A montanha mágica

domingo, julho 17, 2005

Jeanne d`Arc au bûcher (2)






TNSC





"Cena II

O Livro

Jeanne de joelhos frente ao poste, iluminada por um reflector.
Entra Frei Dominique com um livro, aproxima-se da fogueira.


Frei Dominique

Jeanne! Jeanne! Jeanne!

Jeanne

Quem me chama? Quem chama por mim?
Quem foi que disse Jeanne?

(As Vozes diminuem pouco a pouco até ao imperceptível.
Reflector sobre Frei Dominique)


Frei Dominique

Não me conheces?

Jeanne

Reconheço o hábito dominicano, a túnica branca e o manto negro.

Frei Dominique

A túnica branca que os meus irmãos de Paris e de Rouen cobriram de tal mancha que nem a soda nem a saboeira conseguirão limpar.

Jeanne

Frei Dominique, a bondade de Deus e o sangue desta criança inocente limpá-la-ão.

Frei Dominique

Jeanne, minha irmã, então reconheceste-me?

Jeanne

Irmão, frei Dominique, somos animais da
mesma lã!
E eu sou uma das ovelhas do rebanho que reconhece a voz do seu pastor.

Frei Dominique

Visto que os meus irmãos e os meus filhos me traíram,
visto que aqueles que deviam ser a poderosa voz da Verdade
Se tornaram, contra a vontade de Deus, teus acusadores e teus
carrascos, Jeanne,
Visto que a palavra, nas suas mãos, se transformou em
caricatura,
Sou eu mesmo, Dominique, eu, Dominique, que do Céu desci
para junto de ti com este livro.

Jeanne

Dominique, frei Dominique, em todo este tempo,
nestes últimos tempos,
Vi muitas penas a escreverem à minha volta.

Frei Dominique

Tudo isso deu um livro.

Jeanne

Aquela voz horrível que me interrogava e todas aquelas penas à
minha volta sem parar!
Todas aquelas penas a arranharem o pergaminho; tudo isso
deu um livro.
Tudo isso deu um livro e eu não sei ler.

Frei Dominique

Para compreenderes o livro que te trago não é preciso
conhecer o A e o B.
Esse monte de palavras que os Limousins reuniram no latinório
de Fouarre, esse processo a que deram a forma na algaraviada
de Coutances,
foi traduzido para o futuro pelos Anjos, no Céu.

Jeanne

Em nome de Deus, lê-mo então, irmão enquanto olho por cima
do teu ombro.

(Frei Dominique senta-se no primeiro degrau da escada)

Frei Dominique (Fazendo o sinal da cruz)

Em nome do Pai, do Filho e do Espírito Santo.

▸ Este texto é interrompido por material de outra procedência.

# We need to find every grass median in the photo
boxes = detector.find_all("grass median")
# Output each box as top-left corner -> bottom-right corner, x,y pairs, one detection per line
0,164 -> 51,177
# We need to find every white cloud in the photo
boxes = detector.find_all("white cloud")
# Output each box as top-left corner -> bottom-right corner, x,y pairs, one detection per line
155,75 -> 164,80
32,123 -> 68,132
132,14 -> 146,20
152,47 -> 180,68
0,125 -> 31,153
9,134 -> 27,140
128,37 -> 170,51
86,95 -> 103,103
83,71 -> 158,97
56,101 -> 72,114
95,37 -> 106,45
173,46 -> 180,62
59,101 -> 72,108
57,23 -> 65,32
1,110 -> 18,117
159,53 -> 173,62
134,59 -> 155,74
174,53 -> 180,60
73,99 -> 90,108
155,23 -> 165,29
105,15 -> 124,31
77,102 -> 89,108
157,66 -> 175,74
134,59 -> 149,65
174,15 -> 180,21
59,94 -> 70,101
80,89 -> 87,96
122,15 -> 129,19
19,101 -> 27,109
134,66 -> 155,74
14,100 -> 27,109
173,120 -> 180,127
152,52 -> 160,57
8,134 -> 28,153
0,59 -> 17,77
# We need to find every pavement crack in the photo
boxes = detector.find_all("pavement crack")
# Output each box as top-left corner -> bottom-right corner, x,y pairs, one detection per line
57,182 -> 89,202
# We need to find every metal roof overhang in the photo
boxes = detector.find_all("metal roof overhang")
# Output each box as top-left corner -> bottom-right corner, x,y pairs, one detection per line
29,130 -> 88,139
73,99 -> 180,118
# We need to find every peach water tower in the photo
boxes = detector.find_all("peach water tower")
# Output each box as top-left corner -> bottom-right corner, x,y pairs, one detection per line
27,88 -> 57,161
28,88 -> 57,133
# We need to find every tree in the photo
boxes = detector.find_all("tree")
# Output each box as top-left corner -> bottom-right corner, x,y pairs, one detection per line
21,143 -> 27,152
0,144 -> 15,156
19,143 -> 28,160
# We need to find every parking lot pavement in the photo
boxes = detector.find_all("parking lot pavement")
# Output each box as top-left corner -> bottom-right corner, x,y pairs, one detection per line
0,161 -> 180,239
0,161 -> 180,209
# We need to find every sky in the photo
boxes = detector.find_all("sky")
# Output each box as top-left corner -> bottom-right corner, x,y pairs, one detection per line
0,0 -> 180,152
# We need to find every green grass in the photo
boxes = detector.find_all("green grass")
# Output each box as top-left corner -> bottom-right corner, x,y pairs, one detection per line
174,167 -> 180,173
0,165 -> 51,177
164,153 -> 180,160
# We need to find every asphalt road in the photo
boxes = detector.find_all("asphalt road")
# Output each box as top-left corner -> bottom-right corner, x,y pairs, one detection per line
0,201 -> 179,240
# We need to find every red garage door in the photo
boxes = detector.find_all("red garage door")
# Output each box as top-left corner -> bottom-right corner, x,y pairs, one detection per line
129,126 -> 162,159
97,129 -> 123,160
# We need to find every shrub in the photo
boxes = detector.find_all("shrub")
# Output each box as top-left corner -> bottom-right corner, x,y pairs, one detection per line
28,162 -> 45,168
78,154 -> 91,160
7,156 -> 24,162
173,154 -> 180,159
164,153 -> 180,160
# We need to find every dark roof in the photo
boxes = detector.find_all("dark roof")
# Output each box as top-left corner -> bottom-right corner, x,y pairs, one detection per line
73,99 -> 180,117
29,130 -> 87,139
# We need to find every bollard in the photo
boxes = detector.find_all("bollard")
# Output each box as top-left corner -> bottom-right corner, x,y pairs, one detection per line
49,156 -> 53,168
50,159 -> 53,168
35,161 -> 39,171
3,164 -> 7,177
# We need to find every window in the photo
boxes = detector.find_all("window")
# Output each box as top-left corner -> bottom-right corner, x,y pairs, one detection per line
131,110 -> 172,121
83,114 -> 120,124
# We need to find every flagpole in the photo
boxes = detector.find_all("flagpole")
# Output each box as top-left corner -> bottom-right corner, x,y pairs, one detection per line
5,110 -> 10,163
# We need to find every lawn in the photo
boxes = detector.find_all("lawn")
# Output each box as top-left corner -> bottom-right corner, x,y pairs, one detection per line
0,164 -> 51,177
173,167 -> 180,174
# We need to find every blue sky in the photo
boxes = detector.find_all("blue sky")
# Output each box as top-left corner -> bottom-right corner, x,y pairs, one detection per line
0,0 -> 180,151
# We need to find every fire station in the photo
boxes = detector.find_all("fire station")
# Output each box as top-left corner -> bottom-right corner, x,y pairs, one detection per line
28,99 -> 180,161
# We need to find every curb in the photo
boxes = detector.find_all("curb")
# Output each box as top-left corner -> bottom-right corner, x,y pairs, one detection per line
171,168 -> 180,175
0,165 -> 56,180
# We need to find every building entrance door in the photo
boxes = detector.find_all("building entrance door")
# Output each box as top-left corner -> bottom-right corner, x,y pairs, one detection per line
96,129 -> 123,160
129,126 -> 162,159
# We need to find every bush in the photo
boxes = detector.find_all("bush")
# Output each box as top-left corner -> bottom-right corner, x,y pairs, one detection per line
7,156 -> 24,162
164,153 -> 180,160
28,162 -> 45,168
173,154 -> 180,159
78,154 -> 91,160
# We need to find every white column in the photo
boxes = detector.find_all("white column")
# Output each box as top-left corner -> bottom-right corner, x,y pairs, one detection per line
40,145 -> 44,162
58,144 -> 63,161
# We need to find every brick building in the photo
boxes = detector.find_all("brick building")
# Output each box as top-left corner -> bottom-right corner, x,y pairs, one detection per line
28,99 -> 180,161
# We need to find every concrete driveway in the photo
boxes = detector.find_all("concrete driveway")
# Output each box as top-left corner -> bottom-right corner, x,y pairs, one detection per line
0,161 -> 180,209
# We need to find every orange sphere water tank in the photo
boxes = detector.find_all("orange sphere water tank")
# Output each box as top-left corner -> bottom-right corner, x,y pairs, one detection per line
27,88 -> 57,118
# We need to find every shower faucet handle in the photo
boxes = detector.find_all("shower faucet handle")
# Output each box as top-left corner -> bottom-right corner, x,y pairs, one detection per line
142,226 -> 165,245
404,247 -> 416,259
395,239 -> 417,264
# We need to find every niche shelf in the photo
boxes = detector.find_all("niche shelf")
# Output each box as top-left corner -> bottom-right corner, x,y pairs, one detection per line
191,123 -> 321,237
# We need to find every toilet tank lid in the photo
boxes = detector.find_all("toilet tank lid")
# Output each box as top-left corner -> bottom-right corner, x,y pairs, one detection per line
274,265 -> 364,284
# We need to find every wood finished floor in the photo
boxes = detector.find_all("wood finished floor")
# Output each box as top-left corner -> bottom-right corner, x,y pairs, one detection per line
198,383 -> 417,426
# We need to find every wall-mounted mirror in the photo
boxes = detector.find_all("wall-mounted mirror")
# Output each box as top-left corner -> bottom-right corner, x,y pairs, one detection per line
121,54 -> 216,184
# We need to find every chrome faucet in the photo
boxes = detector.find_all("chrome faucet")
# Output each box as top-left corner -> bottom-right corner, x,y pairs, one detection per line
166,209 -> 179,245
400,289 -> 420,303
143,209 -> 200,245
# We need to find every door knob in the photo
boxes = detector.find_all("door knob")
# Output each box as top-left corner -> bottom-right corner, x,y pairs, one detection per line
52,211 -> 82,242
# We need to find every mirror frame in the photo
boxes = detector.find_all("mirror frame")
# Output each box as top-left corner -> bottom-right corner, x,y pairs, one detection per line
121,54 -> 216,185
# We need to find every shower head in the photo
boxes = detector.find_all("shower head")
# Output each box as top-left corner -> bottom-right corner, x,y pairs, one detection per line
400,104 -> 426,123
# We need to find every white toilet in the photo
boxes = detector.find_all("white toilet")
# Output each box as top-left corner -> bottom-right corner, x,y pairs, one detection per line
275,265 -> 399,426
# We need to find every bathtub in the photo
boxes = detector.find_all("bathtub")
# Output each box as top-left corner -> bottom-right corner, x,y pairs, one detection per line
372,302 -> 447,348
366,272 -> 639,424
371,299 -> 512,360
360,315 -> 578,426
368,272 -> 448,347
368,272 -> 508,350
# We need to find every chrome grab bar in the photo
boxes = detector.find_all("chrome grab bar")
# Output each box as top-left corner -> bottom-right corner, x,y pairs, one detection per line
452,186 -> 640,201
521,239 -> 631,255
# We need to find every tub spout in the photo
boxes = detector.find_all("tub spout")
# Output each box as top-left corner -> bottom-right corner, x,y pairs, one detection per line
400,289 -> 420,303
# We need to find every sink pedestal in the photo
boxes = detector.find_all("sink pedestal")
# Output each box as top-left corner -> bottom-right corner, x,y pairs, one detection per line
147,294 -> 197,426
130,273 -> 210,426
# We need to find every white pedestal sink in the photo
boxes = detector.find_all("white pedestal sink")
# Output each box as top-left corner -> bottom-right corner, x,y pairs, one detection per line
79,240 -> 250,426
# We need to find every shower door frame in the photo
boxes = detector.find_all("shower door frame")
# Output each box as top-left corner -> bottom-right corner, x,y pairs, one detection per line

Assim seja.

(Jeanne faz o sinal da cruz com as mãos amarradas)

Coro

Assim seja!"


Jeanne - Isabelle Huppert

Frei Dominique - Luís Miguel Cintra


Arthur Honegger, Jeanne d`Arc au bûcher (oratória dramática em onze cenas. Libreto de Paul Claudel), Teatro Nacional de São Carlos, Março de 2003.